チャッティースガル州ジャグダルプルに到着したのは、すでに陽も大きく傾いた午後5時半近くということで、私は少々焦っていました。
なにしろここでのホテルと言えば、ガイドブック(ロンリープラネット日本語版)にたった一軒載っている「ホテル・レインボー」というところだけなのです。それどころかそもそもチャッティースガル州自体に関しても、あの分厚い本の中のたったの3ページ半だけの記述しかなく、町の地図などもまったく載っていないという心細さなのです。

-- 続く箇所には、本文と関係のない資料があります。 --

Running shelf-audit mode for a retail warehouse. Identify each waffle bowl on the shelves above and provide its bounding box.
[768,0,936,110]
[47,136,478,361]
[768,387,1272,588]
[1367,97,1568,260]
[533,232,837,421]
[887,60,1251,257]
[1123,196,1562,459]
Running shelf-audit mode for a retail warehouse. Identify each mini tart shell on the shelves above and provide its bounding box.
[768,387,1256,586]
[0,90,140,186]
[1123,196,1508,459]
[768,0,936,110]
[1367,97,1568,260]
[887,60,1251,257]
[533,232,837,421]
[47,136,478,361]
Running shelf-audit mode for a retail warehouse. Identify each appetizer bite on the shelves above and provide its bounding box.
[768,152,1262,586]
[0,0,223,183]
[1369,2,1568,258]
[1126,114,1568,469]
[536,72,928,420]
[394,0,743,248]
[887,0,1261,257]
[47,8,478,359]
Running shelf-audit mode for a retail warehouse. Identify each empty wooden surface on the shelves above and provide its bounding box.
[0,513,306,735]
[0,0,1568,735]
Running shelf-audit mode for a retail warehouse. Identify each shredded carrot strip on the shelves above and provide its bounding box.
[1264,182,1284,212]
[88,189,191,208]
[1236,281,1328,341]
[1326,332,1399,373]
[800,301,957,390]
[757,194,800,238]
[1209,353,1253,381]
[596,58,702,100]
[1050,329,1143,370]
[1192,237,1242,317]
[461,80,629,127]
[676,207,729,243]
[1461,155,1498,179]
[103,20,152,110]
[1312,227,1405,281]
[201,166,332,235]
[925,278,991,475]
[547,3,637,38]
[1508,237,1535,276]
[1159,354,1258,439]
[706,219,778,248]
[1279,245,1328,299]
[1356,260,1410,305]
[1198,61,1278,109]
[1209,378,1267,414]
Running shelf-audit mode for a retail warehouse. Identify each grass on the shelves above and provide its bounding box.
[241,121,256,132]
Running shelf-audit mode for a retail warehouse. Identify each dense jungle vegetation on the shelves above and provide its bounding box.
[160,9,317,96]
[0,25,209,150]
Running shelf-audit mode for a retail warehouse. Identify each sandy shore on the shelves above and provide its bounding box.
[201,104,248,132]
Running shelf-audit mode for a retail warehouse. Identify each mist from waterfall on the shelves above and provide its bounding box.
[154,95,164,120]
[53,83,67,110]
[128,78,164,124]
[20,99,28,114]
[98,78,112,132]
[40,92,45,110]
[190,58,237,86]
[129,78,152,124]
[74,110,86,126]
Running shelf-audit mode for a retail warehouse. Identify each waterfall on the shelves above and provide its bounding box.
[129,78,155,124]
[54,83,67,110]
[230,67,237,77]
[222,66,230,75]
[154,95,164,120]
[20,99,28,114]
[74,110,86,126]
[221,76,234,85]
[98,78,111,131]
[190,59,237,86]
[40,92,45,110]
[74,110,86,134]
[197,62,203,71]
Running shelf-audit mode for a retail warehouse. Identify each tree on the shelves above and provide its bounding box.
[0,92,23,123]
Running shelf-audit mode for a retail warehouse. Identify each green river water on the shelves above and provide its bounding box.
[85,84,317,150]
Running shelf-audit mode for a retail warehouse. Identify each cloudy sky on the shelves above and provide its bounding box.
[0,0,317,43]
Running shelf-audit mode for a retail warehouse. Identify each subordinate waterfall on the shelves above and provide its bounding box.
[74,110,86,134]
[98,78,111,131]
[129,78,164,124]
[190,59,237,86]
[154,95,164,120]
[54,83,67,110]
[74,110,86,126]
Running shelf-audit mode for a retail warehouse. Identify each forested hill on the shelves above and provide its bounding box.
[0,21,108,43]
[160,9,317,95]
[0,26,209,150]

そんなわけで目指すはそのホテル・レインボーとなるのですが、もしそこが満室だった場合のことを考えると、できるだけ早く行動を開始し、暗くなる前には宿を決めてしまいたいところなのです。
ところが客引きのあんちゃんに誘われて乗ったオートリキシャは、できるだけ相乗りの客を引こうとがんばっていて、なかなか出発してくれないのです。
しかしここで少しでも不安げな表情をしたり、焦る素振りなど見せてしまうと足下を見られてしまいます。
なのでここはいっちょ優雅にふんぞり返り、夕日に照らされた木々の梢などを目を細めて眺めてしまうのです。結局相乗り客はまったく捕まらず、ようやくオートリキシャは駅からまっすぐに伸びる普通ならメインロードという位置づけになるであろう道を走り出しました。同じ列車から降りて来た人たちをゆっくり追い抜きながら、助手席(正確には運転席の横に無理やり座る助手)のあんちゃんが身を乗り出し、次々に「乗らないか?」と声を掛けて行きます。
なにしろこの街に客車が到着するのは毎日上下一本ずつなので必死なのです。
助手のあんちゃんの声掛けは実らず、私たちだけを乗せたオートリキシャは15分ほど走り、少し人通りの多い場所に出たなと思ったらすぐに狭い路地に入って行きました。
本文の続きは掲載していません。